One wonders, at what point does arrogance become ignorance?
Ed Hartouni

Trad climber
Livermore, CA
May 14, 2017 - 09:36am PT
yes indeed, one wonders (but probably not you)

again, you would better spend your time honing your arguments regarding human exceptionalism and the impossibility that evolution explains it by actually learning something about evolution.

your defense of ignorance is disappointing, but not entirely surprising.
paul roehl

Boulder climber
california
May 14, 2017 - 11:17am PT
again, you would better spend your time honing your arguments regarding human exceptionalism and the impossibility that evolution explains it by actually learning something about evolution.

You argue with straw men and meaningless declarations of your own intellectual superiority (of which I see little evidence). Where do science types go to study rhetoric? Perhaps the Pacifica School of Automotive repair? And you wonder what scientism is.

Evolution is a construction born of the laws of physics, a system of laws either eternal or born at the big bang, but a system of laws that are the predicate of evolutionary processes and are the ultimate determining factor in that process and whose origin remain wholly mysterious. But you know everything and so with your infinite knowledge my suggestion is to go win the Nobel Prize in "Arrogant Certainty." Good luck.
MikeL

Social climber
Southern Arizona
May 14, 2017 - 11:33am PT
yanqui: In other words, in so far as experimentalists have free will, some elementary particles do too.

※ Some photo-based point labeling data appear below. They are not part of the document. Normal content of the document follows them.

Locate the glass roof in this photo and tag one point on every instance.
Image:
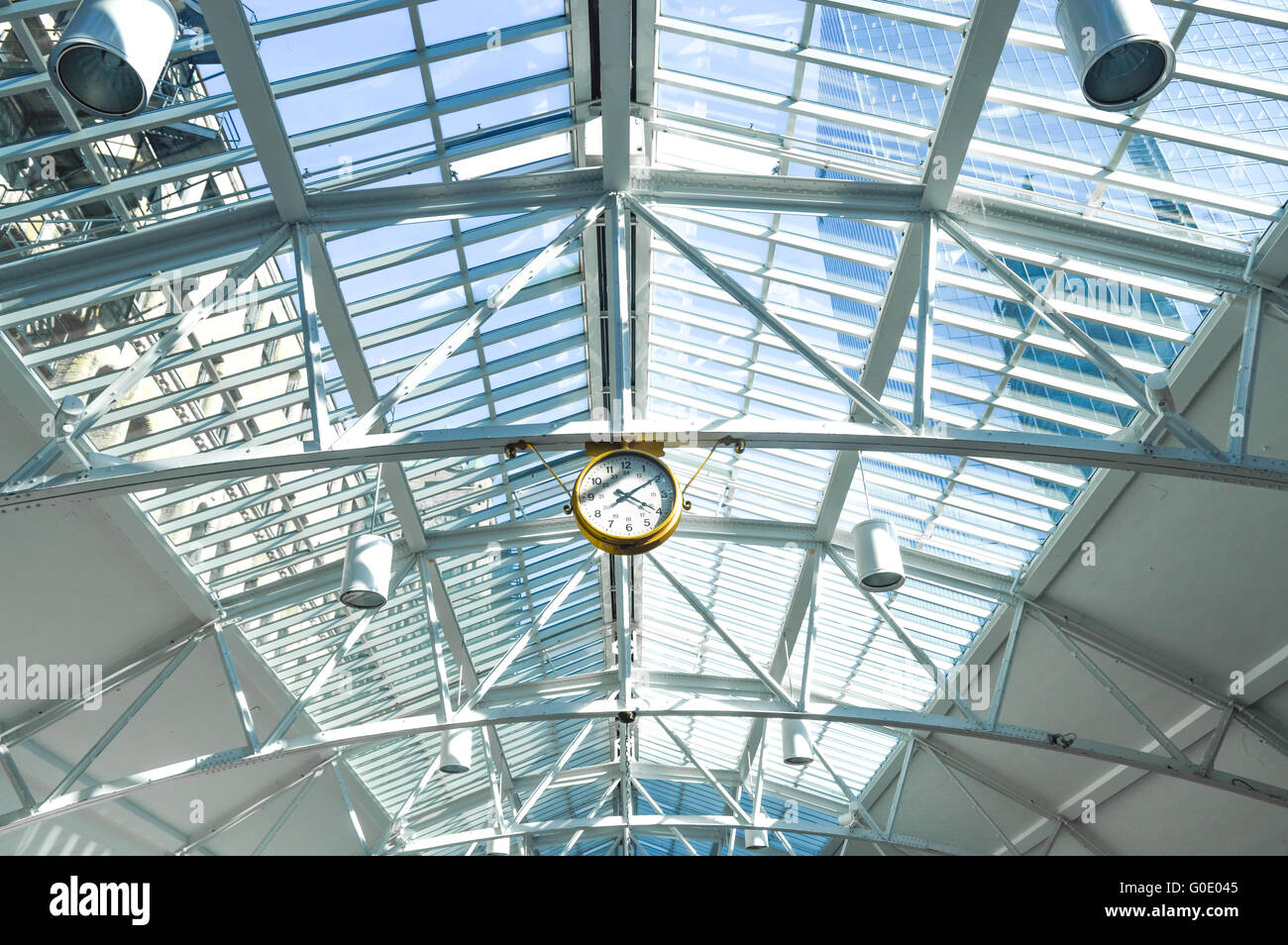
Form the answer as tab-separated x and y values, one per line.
382	94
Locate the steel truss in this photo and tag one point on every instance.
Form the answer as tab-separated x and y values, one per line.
241	237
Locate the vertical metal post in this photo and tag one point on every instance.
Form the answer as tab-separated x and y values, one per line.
248	722
1236	446
1004	673
617	219
810	627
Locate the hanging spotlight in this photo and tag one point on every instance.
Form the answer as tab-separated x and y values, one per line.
1119	50
458	751
876	551
368	563
112	52
798	748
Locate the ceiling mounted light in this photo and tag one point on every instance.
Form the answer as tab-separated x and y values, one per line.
798	748
112	52
1119	48
368	564
876	551
458	751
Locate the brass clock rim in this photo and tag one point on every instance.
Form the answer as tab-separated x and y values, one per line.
614	545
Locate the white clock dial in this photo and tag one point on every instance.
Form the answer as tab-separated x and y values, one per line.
626	496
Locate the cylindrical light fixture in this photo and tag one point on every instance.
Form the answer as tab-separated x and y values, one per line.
1120	51
458	751
112	52
368	566
876	551
798	748
498	846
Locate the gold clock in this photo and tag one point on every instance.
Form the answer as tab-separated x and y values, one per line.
626	502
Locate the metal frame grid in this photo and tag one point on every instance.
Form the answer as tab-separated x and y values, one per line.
845	232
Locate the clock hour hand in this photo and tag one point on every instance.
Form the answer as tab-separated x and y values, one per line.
636	501
642	485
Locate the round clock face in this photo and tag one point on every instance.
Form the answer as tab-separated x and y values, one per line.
626	496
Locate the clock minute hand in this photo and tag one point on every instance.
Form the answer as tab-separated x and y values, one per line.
636	501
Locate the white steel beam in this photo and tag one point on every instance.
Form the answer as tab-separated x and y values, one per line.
24	490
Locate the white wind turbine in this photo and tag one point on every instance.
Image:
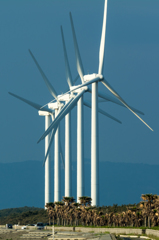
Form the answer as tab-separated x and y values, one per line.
48	114
86	80
64	97
56	106
80	135
94	79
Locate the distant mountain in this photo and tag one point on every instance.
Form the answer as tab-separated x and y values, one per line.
22	183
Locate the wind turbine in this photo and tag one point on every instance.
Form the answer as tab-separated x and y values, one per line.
94	79
48	114
65	112
86	80
80	135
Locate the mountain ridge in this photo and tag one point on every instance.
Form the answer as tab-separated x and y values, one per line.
22	183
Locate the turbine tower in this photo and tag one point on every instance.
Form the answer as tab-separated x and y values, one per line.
48	114
94	79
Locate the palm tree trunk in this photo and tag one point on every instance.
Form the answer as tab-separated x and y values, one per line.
149	222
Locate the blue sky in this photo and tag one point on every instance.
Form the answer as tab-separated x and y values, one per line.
131	67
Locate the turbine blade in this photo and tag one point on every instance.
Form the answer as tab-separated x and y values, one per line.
88	104
107	85
48	84
115	100
32	104
75	79
102	43
69	106
79	65
67	67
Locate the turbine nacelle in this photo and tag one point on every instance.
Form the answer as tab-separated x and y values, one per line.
78	88
55	105
44	113
65	97
92	76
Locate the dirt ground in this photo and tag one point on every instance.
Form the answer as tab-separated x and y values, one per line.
14	235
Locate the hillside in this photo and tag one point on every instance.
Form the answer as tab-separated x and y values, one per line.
23	216
22	183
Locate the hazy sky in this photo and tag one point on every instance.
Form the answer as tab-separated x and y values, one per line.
131	67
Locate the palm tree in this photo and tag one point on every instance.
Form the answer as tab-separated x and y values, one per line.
85	200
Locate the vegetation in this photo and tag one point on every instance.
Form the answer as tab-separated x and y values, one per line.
67	212
23	216
144	214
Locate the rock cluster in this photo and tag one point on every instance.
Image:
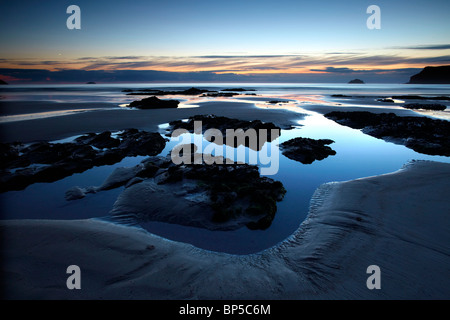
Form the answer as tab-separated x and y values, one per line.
306	150
422	134
23	165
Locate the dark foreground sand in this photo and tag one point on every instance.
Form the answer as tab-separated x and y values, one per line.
399	222
117	119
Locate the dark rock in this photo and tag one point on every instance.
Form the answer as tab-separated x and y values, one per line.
101	141
238	89
432	106
277	101
223	124
340	96
219	94
141	143
154	103
156	92
413	97
356	81
306	150
386	100
75	193
422	134
47	162
432	75
215	197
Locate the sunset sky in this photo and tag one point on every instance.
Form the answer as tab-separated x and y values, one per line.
262	40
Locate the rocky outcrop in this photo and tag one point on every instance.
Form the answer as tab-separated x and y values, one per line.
356	81
432	75
23	165
223	124
157	92
154	103
238	89
415	97
306	150
422	134
215	197
220	94
424	106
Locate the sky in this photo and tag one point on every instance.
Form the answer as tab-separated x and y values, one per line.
180	40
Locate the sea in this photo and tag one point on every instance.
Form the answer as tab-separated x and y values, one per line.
357	154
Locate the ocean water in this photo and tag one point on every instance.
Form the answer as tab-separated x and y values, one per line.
358	155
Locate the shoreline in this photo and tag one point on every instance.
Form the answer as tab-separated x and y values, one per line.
402	227
61	127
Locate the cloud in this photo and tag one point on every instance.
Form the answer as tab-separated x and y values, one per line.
426	47
367	71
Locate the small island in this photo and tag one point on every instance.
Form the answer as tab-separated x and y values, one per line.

:-) That’s a good one. I like it. (Clear writing, too.)

There are surely other alternatives—one being that “free will” is just a way of talking. Science-minded folks remind us of this almost every day here when they remind us that myths and such are simply ways of talking about what science is discovering (or so is said).

Is it possible to see outside of one’s own worldview?

Be well.

MH2

Boulder climber
Andy Cairns
May 14, 2017 - 02:58pm PT
But you know everything and so with your infinite knowledge my suggestion is to go win the Nobel Prize in "Arrogant Certainty." Good luck.

Why would a person with arrogant certainty need good luck?

MH2

Boulder climber
Andy Cairns
May 14, 2017 - 02:59pm PT
Yanqui is a good thinker. It is good to see his posts here.
MH2

Boulder climber
Andy Cairns
May 14, 2017 - 03:02pm PT
And yanqui:

Isn't it a question about time? Maybe things appear to happen in sequence to us, but if you could see all of time at once, wouldn't it appear that everything was determined?
paul roehl

Boulder climber
california
May 14, 2017 - 03:23pm PT
Why would a person with arrogant certainty need good luck?

Ha, why do you think? Because arrogant certainty has nothing to do with being right. Though I bet that's hard to understand.
Dingus McGee

Social climber
Where Safety trumps Leaving No Trace
May 14, 2017 - 04:09pm PT
Can a biological cell or mind make a randomizer? Before I was in high school I hunted cottontail rabbits with a 22 caliber rifle. My conclusion from many observation was that they must be moving either to right or to the left randomly.

If there is a way for our brains, cells or mind to make a randomizer we are free of full time determinism.

We do make randomizers with computers.
yanqui

climber
Balcarce, Argentina
May 14, 2017 - 04:10pm PT
Hmmm ... beats me MH2. But from where I'm standing it's like every time we think we got a handle on something, it's time for a paradigm shift.
yanqui

climber
Balcarce, Argentina
May 14, 2017 - 04:12pm PT
We do make randomizers with computers

Except psuedorandom numbers generated by computers are not random.